Horror shows.

On my commute to work there’s a huge, Victorian stagecoach smack in the middle of someone’s lawn.  A dead person appears to sleep inside of it, his skeletal hands dangling out the window. At night it glows with blue lights.  A few blocks down there’s a shambling haunted house made out of cardboard and splattered with fake blood.  Many other houses have sickly orange lights strung across them, as though they were Christmas lights that came down with malaria.

This has to stop.  Christmas decorations have become increasingly more elaborate over the years--large chemistry sets recreating the eucharist ("blood goes here, wine exits here") and whatnot--but is it really necessary that Halloween follow suit?

These displays aren’t scary; they’re garish. And Halloween needs to be about the scary. It needs to be a quiet, creepy pulse tapping in your veins--not elaborate sets and lightshows.

What I find particularly disturbing is that their creators are the same people who get crazy in December as well.  So they spend tons of time on the Halloween decorations, pull them down, and then spend tons of time on the Christmas decorations.  I would like to visit these people door to door and suggest a variety of hobbies for them, including scrapbooking.  Perhaps they could volunteer at a soup kitchen.  Perhaps they could travel to interesting and exotic parts of the globe, and perhaps not come back.

I live in a condo, but if I owned a house, I would not go to these extremes.

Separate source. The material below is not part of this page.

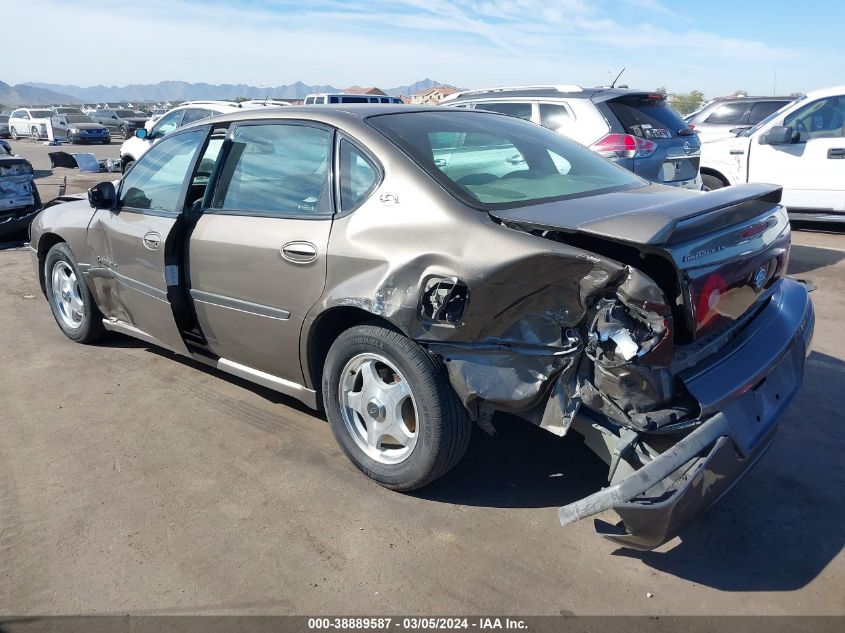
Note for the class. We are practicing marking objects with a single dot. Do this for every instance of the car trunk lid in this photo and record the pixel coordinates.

I would hang up a few choice decorations designed to elicit sharp feelings of terror--such as paper mache skeletons, the last few Supreme Court opinions authored by Antonin Scalia, and some of my recent attempts at cooking. That’s it. No need to drop three hundred at Home Depot.

Aside from Christmas, I can only think of two holidays that truly deserve this kind of in-depth decoration and design. The first is Arbor Day, because really, who doesn’t want more trees?  The second is Valentine’s Day.  I would greatly enjoy a world where suburban families tried to outdo each other in terms of increasingly romantic, and then erotic, lawn displays: “Honey, you’ll simply have to do better next year. The ‘Honeymoon Night’ scene was impressive last year, but the Parkers have just built recreations of the first seven chapters of the Kama Sutra. I won’t be able to face Phyllis at the PTA meeting if we can’t up our game.”

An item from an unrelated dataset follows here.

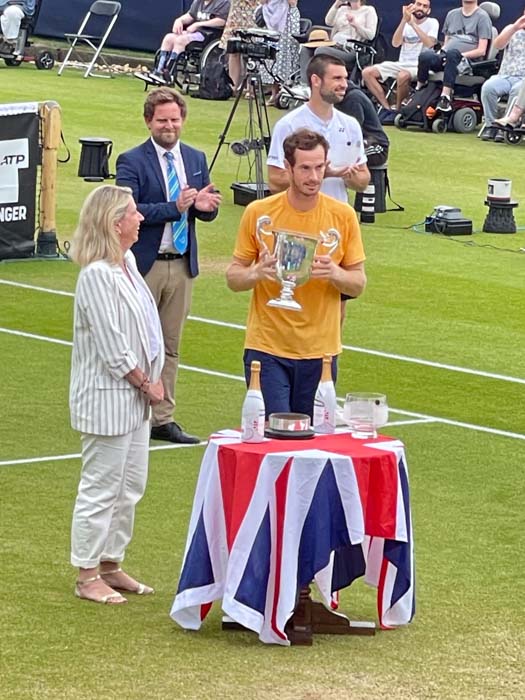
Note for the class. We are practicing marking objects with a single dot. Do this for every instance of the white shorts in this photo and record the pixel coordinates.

What a party pooper!  Come on, they are fun to look at, even if they are garish and ridiculous.  Plus, the over the top decorations easily point out where the crazies live.  Dual purpose.

Posted by ashley  on  10/27  at  05:49 AM

I just made some pretty scary pumpkin bars, thinking it would be perfectly fine to make up my own recipe.  (It wasn’t.) I was wondering what on earth I could do with them, but now I know I can use them for decorating and totally freak out the neighbors.  Awesome.

Posted by  on  10/27  at  06:31 AM

Halloween is not about scary; it’s about extortion.  Give me some candy or I’ll let the air out of your tires - that sort of thing. For scary, though, I predict that next year George W Bush inflatable images will become common as something really scary.

Posted by  on  10/27  at  08:21 AM

I’m with Cousin Anne, only regarding my hideous ghost cupcakes.  But since commenters agree with me that they look like some type of bondage mask, they’d also work for your Valentine’s Day decorating idea.

Posted by Kristine  on  10/27  at  02:25 PM

I’m your newest fan!  I love this post.  And, aren’t you amazed at how jack-o-lanterns aren’t just the usual triangle eyed pumpkins - people really go all out and create masterpieces when it comes to pumpkin carving!  I can’t wait for Christmas.

Posted by Sabrina  on  10/28  at  10:42 AM

I’m not even motivated enough to weed my flower beds, let alone string giant cobwebs to the front of my house.

Posted by bandick  on  10/28  at  11:09 AM

I think i’m a freak because to me Christmas should last a single night, and Halloween a month. Arbor Day, however, should last 3 months.

Posted by Aji Dulce  on  10/28  at  03:25 PM

I thought with the financial crisis looming over us, there would not be too much decoration for Halloween and Christmas. But I guess I’m wrong.

Posted by  on  10/28  at  07:12 PM

The cobwebs on my house, inside and out, are unfortunately real. They are there pretty much 12 months of the year, unless weather or shame have them removed, temporarily. (I’d rather read than clean.) At least for a couple of weeks they look festive/decorative instead of just disturbing. grin Oh, and Halloween is about more than just getting all Martha scary on your dwelling: it is also about dressing skanky and calling it a “costume”. Harder to do that at Christmas, but might work for Valentine’s.

Posted by  on  10/28  at  08:49 PM

Linda—My grandmother had a plaque hanging in her kitchen that read, “Dull Women Have Immaculate Houses.”

Posted by bandick  on  10/29  at  10:22 AM

I do agree with you that Halloween should be understadedly scary, not garish.  Kind of like the first Halloween movie, which was the only truly scary one because there was minimum blood and gore..it was all suggestion and fear!